Il clima italiano fra le due guerre non è certo
propizio alle avanguardie. Esso rimane sostanzialmente provinciale. Ad
aggravarlo sono le mitologie nazionalistiche agitate dal fascismo che nel 1922
conquista il potere. Il clamore delle manifestazioni futuriste, relativamente
vicine nel tempo, va ormai spegnendosi: scomparso Boccioni, ritiratosi Carrà,
che dopo l’esperienza della Pittura Metafisica si rivolge a una pittura
caratterizzata da una severa sintesi arcaizzante, abbandonato virtualmente
anche da Severini che riconduce il proprio linguaggio in una diversa sfera di
interessi, il Futurismo veniva a mancare dei contributi più qualificati.

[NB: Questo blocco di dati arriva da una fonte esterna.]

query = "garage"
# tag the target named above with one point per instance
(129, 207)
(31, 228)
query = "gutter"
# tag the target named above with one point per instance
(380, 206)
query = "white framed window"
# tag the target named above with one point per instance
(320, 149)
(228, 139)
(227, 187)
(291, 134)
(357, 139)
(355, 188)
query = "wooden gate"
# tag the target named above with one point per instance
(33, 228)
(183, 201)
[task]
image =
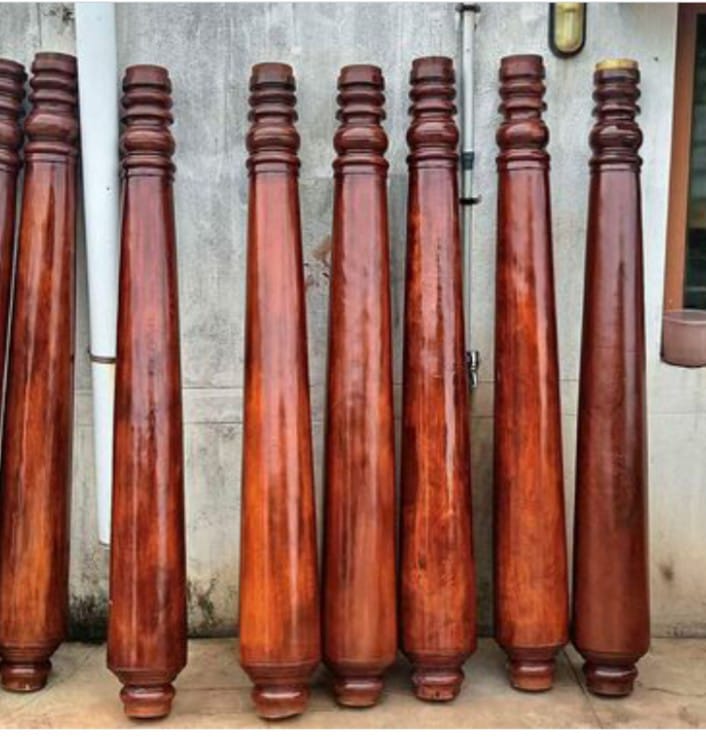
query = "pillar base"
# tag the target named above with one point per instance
(147, 701)
(612, 680)
(439, 679)
(531, 675)
(281, 690)
(24, 676)
(280, 701)
(357, 690)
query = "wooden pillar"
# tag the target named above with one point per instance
(147, 621)
(12, 80)
(531, 586)
(35, 482)
(360, 629)
(438, 579)
(279, 600)
(611, 625)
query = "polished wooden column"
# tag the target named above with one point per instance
(611, 618)
(279, 599)
(359, 610)
(147, 620)
(438, 580)
(35, 481)
(12, 80)
(531, 585)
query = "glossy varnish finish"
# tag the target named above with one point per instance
(279, 599)
(437, 572)
(611, 625)
(12, 80)
(360, 630)
(35, 483)
(531, 585)
(147, 619)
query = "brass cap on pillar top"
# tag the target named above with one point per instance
(617, 63)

Così alle speranze dei novatori, si sostituisce un
desiderio di ripensamento e di revisione dei valori ritenuti tradizionali. Quel
vasto fenomeno che passa sotto il nome di <<retour à l’ordre>> e
che investe tanta parte dell’arte europea si manifesta in Italia subito dopo
l’armistizio. Nel novembre del 1918 viene pubblicata a Roma a cura di Mario
Broglio, la rivista <<Valori plastici>>, alla quale collaborano fra
gli altri Carrà, Savinio e De Pisis. <<Valori plastici>> insiste
sulla necessità di un ritorno alla linea italiana e propone quali modelli
Giotto e Masaccio.
Ѐ
in quest’aria di restaurazione che nasce il Novecento. Il movimento viene
fondato a Milano nel 1922. La denominazione di Novecento è coniata da Anselmo
Bucci (1887-1955) e tosto accettata da un primo gruppo di aderenti: Leonardo
Dudreville, Achille Funi, Pietro Marussig, Emilio Malerba, Ubaldo Oppi e Mario
Sironi.
Ed è denominazione ambiziosa, che di proposito intende
associarsi alle grandi epoche storiche – come dire: il Quattrocento, il
Cinquecento – con ciò rendendo palesi gli intenti conservatori. Carlo Carrà
dimostrava ai tanti adepti di una tradizione malintesa quale fosse l’autentica lezione
di Giotto e dei primitivi: un sapiente governo dei rapporti di linee, forme e
colori nello spazio, una disciplina costante vissuta in pari tempo a livello
artistico e morale.
L’agire di Carrà nelle stagioni fra le due guerre illumina
la misura raggiunta dal proprio linguaggio, la sua volontà cioè di costruire
l’immagine sul dettato di una geometria ideale, capace comunque di assorbire i
moti dell’animo, le variazioni del sentimento, l’urgere dell’emozione per
fissarli in un ordine superiore e incontaminato dall’accademismo esistenziale.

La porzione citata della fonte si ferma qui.